Identify Figurative Language – Identify Similes

Explain to students that a simile is poetic language that uses the words like or as to compare one thing to another. Skim through Dandelions: Stars in the Grass again and have students identify similes such as the following:

  • petals…spreading out like rays of the sun
  • dandelions bloom like gold stars in the grass
  • like tiny umbrellas they float up high

For each simile, have students identify what is being compared to what.

Identify and Analyze Special Text Treatment

Explain to students that sometimes authors use special text treatment, or set certain words in different sizes, colors, styles, or even shapes. When readers see words set in special text, they should ask themselves why the author is calling attention to these words, or making them stand out.

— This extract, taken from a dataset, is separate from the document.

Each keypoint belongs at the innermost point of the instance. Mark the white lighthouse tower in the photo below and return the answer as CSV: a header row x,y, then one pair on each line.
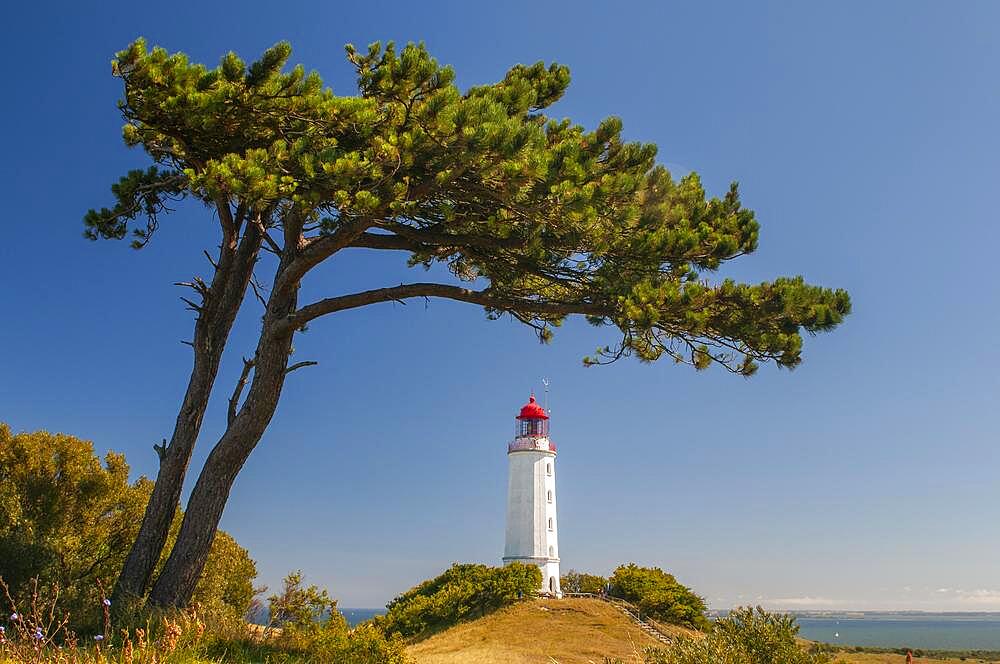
x,y
532,535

Skim through the book and have students identify examples of special text. Ask students to discuss why the author might have set each of these words in a special way. Examples and possible reasons include:

  • Weed and noble breed are both emphasized. The author is comparing how people often think of dandelions with how she thinks of them.
  • Yellow is set in the color yellow, and spreading out like rays of the sun is spread out like rays, too.
  • Taller and taller are set taller than the rest of the text to show how the dandelions are growing.
  • The letters in fall away are falling down the page like the falling petals.
  • Sprouting up is set in green and stands out from the rest of the black text like a green sprout in a field.

For assessment, have primary students use imagery, similes, and special text treatment to write descriptively about a different kind of flower. Provide students with pictures of other flowers, or have them use their prior knowledge to write. Bind the finished work together in a book for the class Reading Center.

Learning to identify figurative language and seeing contextual examples of sensory language will help students understand better how these literary devices work. Students can use the examples later as models when incorporating figurative language into their own writing.